In December 2021, it was announced that South Africa's Quinton de Kock would miss at least the third Test of the tour due to him taking paternity leave. Anrich Nortje was ruled out of South Africa's squad for the Test series due to a hip injury. On 30 December 2021, Quinton de Kock announced his retirement from Test cricket with immediate effect, ruling him out of the second and third Tests. On 2 January 2022, Cricket South Africa announced a 17-member squad for the ODI series, with Marco Jansen receiving his maiden ODI call-up. Kagiso Rabada was released from South Africa's ODI squad to manage his workload, with George Linde being retained from their Test squad for the ODI series.
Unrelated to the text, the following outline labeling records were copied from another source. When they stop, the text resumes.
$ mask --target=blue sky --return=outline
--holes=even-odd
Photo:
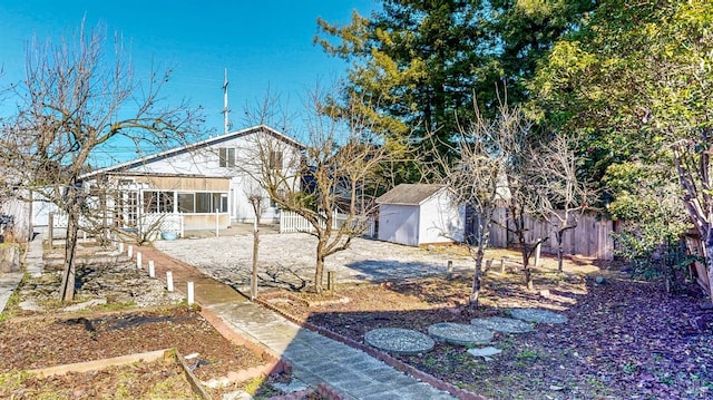
[[[71,38],[86,16],[89,27],[101,22],[124,37],[136,76],[147,75],[152,62],[174,67],[164,95],[202,105],[206,128],[216,133],[223,131],[227,68],[231,119],[240,129],[244,107],[268,88],[297,109],[305,90],[343,76],[346,62],[312,45],[318,17],[348,23],[352,10],[369,14],[374,7],[374,0],[0,0],[0,85],[22,78],[33,37]]]

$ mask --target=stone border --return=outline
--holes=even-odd
[[[188,384],[193,388],[193,391],[198,394],[202,399],[211,400],[211,396],[199,383],[196,375],[191,371],[186,361],[180,357],[176,349],[164,349],[149,351],[145,353],[134,353],[128,355],[114,357],[110,359],[102,360],[94,360],[94,361],[85,361],[85,362],[75,362],[71,364],[62,364],[55,365],[35,370],[28,370],[28,373],[35,374],[38,378],[50,378],[55,375],[62,375],[68,372],[79,372],[86,373],[90,371],[99,371],[108,367],[123,367],[129,365],[135,362],[152,362],[156,361],[160,358],[164,359],[174,359],[174,361],[180,365]]]

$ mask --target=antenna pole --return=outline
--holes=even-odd
[[[227,68],[225,68],[225,79],[223,80],[223,116],[225,117],[224,134],[227,135],[228,130],[231,129],[231,123],[227,117],[228,113],[231,113],[231,110],[227,109]]]

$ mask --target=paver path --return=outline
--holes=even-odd
[[[208,279],[184,262],[156,250],[139,251],[146,262],[154,260],[158,277],[165,279],[167,270],[173,272],[177,290],[185,291],[185,282],[194,281],[196,302],[218,315],[240,335],[262,343],[290,361],[294,375],[307,384],[324,382],[345,399],[453,399],[363,351],[247,302],[225,284]]]

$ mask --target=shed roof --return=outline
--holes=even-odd
[[[377,198],[377,204],[420,205],[443,185],[401,184]]]

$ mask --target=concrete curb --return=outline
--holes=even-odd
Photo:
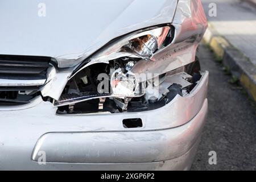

India also named Navdeep Saini, Saurabh Kumar, Deepak Chahar and Arzan Nagwaswalla as standby players in their Test squad. Rohit Sharma was ruled out of India's squad for the Test matches due to an injury, with Priyank Panchal named as his replacement. On 18 December 2021, KL Rahul was named as the vice-captain of India's Test squad for the series, replacing Rohit Sharma. Ahead of the tour, Rohit Sharma was named as the captain of India's ODI squad, replacing Virat Kohli. On 31 December 2021, India's ODI squad was announced with Rohit Sharma ruled out of the series. KL Rahul was named as the ODI captain for the series. Ahead of the ODI series, Washington Sundar was ruled out of India's squad following a positive test for COVID-19, with Jayant Yadav named as his replacement. Navdeep Saini was also added to India's ODI squad, as cover for Mohammed Siraj.